CRA finds that on-call maintenance staff who drove intraday in their employer’s pickup truck between home and the maintenance site received no taxable benefit

An employer with apartment buildings and townhouse complexes at various locations in the city expected its maintenance staff to return to their homes with the employer-provided and equipped pickup truck (which was not an “automobile” as defined in s. 248(1)) until their next maintenance call. CRA stated:

[I]t appears that the primary reason for employees returning home in between calls during a standby shift is due to [the employer’s] policy of not paying Staff for down time. … [I]t is likely that the employer is the primary beneficiary of an employee’s travel to and from home in between the first and last call out of a standby shift.

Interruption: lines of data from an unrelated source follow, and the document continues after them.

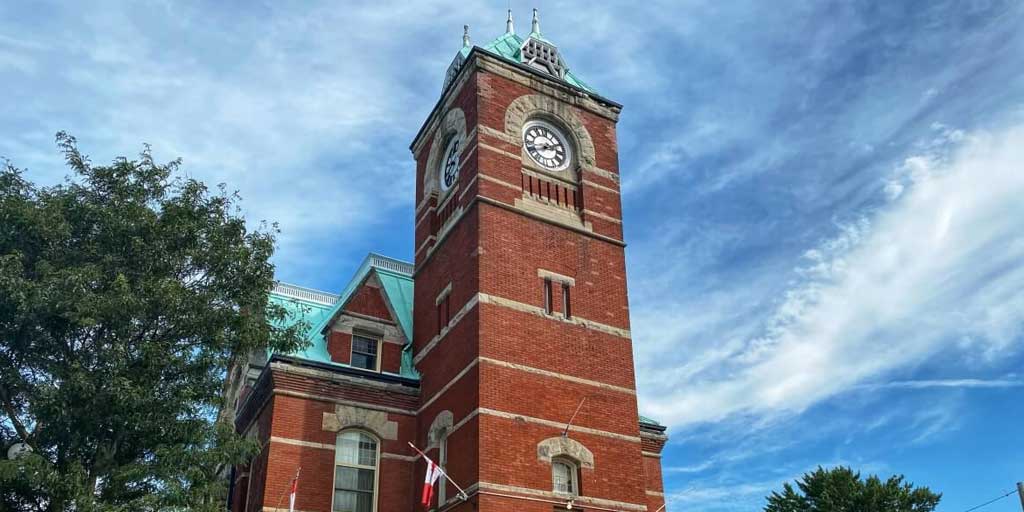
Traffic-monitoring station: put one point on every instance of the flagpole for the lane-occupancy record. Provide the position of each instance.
(297, 471)
(462, 493)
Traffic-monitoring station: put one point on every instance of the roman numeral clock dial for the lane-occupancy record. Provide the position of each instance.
(546, 145)
(450, 166)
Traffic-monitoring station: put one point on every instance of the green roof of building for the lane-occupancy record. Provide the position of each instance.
(509, 45)
(318, 309)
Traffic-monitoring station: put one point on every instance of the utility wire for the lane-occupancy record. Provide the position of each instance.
(990, 501)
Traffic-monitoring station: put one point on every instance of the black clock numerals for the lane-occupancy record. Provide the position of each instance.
(452, 164)
(545, 146)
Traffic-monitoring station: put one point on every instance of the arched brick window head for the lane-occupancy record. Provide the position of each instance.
(564, 476)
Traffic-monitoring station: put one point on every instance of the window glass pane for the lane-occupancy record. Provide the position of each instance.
(366, 480)
(365, 345)
(345, 477)
(348, 501)
(562, 477)
(356, 449)
(347, 451)
(344, 501)
(368, 452)
(364, 361)
(365, 502)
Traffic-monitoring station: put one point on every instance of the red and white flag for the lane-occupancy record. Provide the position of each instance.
(291, 495)
(433, 473)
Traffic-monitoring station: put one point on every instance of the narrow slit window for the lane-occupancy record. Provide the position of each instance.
(566, 301)
(548, 302)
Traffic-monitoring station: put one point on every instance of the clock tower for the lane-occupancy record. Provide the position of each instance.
(503, 352)
(522, 334)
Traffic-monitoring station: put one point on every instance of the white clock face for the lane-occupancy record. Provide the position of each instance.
(449, 172)
(547, 145)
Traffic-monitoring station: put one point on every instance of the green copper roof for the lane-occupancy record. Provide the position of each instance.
(318, 309)
(508, 46)
(649, 421)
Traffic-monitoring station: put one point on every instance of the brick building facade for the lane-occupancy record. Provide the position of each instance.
(512, 322)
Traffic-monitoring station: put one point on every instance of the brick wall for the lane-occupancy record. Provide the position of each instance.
(509, 374)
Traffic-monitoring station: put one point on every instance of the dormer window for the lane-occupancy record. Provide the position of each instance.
(365, 352)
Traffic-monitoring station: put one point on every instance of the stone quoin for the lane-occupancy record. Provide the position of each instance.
(512, 322)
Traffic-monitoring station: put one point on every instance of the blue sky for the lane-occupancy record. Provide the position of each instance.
(822, 200)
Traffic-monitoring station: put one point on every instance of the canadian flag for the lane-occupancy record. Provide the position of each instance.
(291, 496)
(433, 473)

As such, no taxable benefit should result from this travel.

CRA also indicated that a taxable (carpooling) benefit generally would occur where two staff were required for a call and the first picked up (or dropped off) the second at their home for the first (or last) call of the day, stating that “a reduction in the value of the travel benefit may be warranted based on loss of privacy or quiet enjoyment, additional travel time, etc.” and then stated (deadpan) that “Employees and employers should keep records on employee travel in support of the particular position taken.”

Neal Armstrong. Summary of 31 July 2019 External T.I. 2019-0798361E5 under s. 6(1)(a).